NVIDIA Integration
-
NVIDIA: This integration allows you to monitor your NVDIA GPU cluster. It uses the Telegraf NVIDIA plugin to pull the GPU name, fan speed, memory usage, temperature, and UUID.
-
NVIDIA on Kubernetes: This explains the configuration of the Wavefront Collector for Kubernetes to scrape NVIDIA metrics using NVIDIA Data Center GPU Manager (DCGM) tool.
In addition to setting up the metrics flow, this integration also installs dashboards:
- NVIDIA
- NVIDIA on Kubernetes
To see a list of the metrics for this integration, select the integration from https://github.com/influxdata/telegraf/tree/master/plugins/inputs.
NVIDIA Setup
This integration uses Telegraf to fetch the metrics from the NVIDIA System Management Interface (nvidia-smi) and send them to the Wavefront service.
Use the instructions on this page for monitoring:
- NVIDIA - Standalone
- NVIDIA on Kubernetes
Step 1: Install the Telegraf Agent
This integration uses the nvidia-smi input plugin for Telegraf. If you’ve already installed Telegraf on one of your servers, you can skip to Step 2.
Log in to your Wavefront instance and follow the instructions in the Setup tab to install Telegraf and a Wavefront proxy in your environment. If a proxy is already running in your environment, you can select that proxy and the Telegraf install command connects with that proxy. Sign up for a free trial to check it out!

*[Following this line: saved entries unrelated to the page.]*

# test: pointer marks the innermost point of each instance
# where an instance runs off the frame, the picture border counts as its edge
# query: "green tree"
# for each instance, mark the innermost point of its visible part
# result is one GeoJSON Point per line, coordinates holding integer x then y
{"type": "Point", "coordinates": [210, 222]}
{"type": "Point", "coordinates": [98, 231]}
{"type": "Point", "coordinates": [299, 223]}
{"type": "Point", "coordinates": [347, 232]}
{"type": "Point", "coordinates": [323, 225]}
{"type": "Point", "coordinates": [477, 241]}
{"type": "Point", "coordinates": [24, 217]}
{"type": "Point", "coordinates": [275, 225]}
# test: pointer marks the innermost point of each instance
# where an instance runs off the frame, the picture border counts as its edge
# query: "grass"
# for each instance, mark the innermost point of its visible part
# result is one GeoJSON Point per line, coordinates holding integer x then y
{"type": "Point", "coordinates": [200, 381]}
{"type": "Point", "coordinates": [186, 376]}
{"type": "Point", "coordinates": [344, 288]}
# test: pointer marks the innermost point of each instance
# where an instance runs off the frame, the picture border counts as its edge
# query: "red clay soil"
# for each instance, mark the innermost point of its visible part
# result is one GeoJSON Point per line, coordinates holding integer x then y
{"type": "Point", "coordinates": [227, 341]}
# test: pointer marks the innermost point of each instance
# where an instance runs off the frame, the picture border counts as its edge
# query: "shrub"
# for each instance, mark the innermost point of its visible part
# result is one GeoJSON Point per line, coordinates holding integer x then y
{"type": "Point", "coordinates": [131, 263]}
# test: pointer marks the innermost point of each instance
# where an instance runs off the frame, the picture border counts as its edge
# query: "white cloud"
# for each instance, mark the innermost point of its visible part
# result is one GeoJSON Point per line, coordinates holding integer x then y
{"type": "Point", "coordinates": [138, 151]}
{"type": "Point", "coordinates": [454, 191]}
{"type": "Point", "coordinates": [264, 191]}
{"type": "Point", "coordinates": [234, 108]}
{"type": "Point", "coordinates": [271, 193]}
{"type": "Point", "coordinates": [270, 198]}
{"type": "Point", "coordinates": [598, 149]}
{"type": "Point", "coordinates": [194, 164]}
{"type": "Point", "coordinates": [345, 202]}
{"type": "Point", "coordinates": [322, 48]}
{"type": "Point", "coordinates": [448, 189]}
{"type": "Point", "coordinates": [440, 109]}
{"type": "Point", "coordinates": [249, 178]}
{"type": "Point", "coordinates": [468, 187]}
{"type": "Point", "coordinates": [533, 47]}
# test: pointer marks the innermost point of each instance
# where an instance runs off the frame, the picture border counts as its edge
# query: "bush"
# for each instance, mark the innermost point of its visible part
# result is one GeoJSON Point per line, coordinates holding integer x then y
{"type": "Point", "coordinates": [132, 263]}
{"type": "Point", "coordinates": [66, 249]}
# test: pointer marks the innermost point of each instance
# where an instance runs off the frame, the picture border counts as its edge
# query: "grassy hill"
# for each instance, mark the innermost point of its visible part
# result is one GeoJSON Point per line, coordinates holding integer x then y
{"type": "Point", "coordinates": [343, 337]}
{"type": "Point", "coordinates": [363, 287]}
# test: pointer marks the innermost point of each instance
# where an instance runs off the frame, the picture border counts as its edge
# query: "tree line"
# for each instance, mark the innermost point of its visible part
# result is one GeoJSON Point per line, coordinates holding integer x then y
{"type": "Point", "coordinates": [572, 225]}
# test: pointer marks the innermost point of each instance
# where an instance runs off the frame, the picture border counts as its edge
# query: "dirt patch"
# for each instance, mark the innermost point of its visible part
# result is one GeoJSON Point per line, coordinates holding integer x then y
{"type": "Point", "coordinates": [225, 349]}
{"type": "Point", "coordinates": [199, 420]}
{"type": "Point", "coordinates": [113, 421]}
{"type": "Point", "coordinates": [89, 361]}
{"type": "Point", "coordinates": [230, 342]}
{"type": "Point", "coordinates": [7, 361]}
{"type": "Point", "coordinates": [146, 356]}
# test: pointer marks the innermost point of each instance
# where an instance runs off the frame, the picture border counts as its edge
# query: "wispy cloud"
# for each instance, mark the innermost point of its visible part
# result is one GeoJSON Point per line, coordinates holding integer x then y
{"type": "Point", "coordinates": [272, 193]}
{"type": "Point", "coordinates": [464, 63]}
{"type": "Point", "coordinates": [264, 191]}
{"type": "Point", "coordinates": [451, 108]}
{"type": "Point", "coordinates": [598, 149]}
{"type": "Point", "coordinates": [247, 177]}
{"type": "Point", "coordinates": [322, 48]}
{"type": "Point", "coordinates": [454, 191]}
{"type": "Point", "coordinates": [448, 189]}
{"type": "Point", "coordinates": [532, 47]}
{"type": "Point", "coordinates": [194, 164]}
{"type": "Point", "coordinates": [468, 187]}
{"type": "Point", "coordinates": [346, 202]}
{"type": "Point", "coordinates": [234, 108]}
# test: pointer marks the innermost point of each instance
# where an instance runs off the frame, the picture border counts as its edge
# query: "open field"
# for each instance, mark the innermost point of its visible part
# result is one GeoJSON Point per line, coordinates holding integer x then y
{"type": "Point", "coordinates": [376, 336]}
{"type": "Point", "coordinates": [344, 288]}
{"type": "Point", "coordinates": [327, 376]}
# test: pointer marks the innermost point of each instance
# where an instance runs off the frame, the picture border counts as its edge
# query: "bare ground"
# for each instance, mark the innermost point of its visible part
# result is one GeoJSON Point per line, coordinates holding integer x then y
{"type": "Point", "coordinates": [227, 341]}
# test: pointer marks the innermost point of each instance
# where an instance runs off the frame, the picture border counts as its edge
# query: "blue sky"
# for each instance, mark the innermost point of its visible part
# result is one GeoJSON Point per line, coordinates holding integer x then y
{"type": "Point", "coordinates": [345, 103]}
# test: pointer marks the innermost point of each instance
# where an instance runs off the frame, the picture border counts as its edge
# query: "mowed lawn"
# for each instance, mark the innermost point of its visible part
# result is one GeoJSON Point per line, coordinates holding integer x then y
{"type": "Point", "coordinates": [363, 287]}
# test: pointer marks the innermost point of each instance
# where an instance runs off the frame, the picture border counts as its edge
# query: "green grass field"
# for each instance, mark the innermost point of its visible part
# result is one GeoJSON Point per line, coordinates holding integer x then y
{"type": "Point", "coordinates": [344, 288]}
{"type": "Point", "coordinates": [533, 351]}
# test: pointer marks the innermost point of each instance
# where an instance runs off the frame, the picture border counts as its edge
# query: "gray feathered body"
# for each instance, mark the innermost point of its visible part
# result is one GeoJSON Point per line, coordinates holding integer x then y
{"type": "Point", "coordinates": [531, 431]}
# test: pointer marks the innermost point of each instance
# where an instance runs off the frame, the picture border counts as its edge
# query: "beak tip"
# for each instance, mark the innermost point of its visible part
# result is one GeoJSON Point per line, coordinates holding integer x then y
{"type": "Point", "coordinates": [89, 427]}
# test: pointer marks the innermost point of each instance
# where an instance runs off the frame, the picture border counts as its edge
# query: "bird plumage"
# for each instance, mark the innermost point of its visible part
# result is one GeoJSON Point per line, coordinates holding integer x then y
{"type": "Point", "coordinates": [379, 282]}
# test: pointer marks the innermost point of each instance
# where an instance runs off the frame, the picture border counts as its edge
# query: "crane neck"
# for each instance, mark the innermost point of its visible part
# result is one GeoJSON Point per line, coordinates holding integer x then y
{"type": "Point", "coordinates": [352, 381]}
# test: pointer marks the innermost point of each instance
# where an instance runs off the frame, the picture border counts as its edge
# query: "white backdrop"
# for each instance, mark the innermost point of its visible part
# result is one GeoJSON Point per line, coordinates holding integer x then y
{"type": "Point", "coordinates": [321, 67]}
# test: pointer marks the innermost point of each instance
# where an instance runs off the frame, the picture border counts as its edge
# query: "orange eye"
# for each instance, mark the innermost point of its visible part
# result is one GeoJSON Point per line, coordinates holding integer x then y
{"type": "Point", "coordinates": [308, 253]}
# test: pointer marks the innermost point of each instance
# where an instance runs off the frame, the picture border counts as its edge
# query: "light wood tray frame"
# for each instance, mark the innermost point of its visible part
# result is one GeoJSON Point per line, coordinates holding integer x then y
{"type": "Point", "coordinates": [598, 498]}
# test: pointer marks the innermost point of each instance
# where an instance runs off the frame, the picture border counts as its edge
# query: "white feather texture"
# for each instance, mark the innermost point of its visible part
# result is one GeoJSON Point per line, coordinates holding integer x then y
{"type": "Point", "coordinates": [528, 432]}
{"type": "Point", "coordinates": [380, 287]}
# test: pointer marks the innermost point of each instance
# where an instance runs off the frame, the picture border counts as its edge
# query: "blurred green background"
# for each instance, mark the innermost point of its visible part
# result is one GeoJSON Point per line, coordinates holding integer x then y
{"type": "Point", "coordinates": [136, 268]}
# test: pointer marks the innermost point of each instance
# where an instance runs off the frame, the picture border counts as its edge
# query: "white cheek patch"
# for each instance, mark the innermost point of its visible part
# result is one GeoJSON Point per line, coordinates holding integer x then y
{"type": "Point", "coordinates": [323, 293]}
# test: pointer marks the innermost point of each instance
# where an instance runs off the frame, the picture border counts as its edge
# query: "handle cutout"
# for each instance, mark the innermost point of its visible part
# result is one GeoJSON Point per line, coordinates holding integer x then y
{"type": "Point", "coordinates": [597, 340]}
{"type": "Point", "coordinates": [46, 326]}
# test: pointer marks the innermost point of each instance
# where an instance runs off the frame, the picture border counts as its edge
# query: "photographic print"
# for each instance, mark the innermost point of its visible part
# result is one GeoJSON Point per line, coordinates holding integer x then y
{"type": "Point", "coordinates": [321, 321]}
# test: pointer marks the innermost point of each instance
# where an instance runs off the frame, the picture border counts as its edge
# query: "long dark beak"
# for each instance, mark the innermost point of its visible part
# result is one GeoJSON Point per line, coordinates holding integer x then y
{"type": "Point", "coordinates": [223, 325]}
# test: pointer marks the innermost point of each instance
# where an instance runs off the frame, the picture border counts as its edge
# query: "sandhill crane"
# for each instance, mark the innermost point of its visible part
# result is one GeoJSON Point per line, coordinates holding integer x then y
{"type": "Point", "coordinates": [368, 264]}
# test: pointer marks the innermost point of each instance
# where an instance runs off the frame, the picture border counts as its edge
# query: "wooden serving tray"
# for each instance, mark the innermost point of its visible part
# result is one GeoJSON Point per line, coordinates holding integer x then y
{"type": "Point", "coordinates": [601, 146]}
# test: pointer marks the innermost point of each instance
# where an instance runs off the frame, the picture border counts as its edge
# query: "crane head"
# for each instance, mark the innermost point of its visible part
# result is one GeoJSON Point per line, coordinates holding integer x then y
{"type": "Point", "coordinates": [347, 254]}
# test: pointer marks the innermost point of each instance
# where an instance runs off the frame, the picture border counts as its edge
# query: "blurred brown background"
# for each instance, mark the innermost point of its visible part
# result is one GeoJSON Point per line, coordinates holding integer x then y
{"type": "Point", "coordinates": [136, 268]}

Step 2: Configure NVIDIA Input Plugin
Create a file called nvidia.conf
in /etc/telegraf/telegraf.d
and enter the following snippet:
[[inputs.nvidia_smi]]
## Typical locations for nvidia-smi are /usr/bin/nvidia-smi for Linux
## and C:\Program Files\NVIDIA Corporation\NVSMI\nvidia-smi.exe
## for windows
bin_path = "/usr/bin/nvidia-smi"
timeout = "1s"
Note: On Windows, telegraf.conf
file is located at C:\Program Files\Telegraf\telegraf.conf
.
Save the file and restart Telegraf as given below.
Step 3. Restart Telegraf
Linux:
sudo service telegraf restart
Windows:
net stop telegraf
net start telegraf
NVIDIA on Kubernetes
This explains the configuration of Wavefront Collector for Kubernetes to scrape NVIDIA metrics using NVIDIA Data Center GPU Manager (DCGM) tool.

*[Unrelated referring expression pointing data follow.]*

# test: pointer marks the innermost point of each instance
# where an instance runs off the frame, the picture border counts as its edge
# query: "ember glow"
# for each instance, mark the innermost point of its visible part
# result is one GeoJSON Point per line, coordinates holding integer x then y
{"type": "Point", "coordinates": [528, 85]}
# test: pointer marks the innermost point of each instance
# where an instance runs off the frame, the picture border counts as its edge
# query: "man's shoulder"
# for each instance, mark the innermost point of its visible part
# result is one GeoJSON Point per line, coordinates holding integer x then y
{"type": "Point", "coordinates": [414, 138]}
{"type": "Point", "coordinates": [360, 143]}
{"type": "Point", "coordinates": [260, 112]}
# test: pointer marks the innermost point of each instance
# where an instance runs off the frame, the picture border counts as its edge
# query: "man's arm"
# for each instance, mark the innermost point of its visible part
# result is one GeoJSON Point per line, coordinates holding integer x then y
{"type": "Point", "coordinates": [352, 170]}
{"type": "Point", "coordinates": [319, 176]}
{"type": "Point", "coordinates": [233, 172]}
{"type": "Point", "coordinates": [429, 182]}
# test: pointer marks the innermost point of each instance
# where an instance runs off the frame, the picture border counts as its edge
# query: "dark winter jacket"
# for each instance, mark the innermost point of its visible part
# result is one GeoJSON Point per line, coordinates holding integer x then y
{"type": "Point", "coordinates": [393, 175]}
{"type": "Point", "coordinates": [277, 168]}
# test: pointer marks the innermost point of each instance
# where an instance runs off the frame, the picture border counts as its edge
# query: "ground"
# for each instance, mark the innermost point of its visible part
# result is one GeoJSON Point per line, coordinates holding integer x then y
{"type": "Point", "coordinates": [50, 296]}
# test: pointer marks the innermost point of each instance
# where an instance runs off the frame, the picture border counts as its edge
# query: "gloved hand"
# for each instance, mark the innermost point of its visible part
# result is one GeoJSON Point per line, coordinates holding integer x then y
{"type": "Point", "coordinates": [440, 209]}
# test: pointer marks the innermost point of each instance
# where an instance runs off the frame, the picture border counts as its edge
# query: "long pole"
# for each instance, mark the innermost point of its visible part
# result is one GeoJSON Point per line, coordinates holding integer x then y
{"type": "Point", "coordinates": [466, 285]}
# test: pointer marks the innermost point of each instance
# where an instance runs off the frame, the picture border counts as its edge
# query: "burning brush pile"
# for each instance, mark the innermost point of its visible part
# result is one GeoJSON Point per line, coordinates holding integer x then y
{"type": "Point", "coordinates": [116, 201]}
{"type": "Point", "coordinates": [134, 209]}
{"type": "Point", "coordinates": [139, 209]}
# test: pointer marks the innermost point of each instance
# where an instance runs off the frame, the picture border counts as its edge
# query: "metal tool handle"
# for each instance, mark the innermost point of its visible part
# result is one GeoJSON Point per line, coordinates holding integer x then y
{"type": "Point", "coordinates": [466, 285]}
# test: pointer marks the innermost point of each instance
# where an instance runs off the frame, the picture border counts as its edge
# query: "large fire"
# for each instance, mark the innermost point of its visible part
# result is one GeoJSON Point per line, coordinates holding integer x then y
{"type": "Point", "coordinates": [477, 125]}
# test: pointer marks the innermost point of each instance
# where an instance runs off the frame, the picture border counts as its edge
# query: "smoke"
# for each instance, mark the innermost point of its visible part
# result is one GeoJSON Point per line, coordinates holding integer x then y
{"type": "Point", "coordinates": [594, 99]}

- Use DCGM exporter to get the NVDIA metrics in Prometheus.
- Deploy a
dcgmproftester
pod to create profiling metrics.
Configure the Wavefront Collector for Kubernetes
You can configure the Wavefront Collector for Kubernetes to scrape NVIDIA metrics from Prometheus by using the below configuration.
If you do not already have the Wavefront Collector for Kubernetes installed, follow these instructions to add it to your cluster either by using Helm or performing Manual Installation.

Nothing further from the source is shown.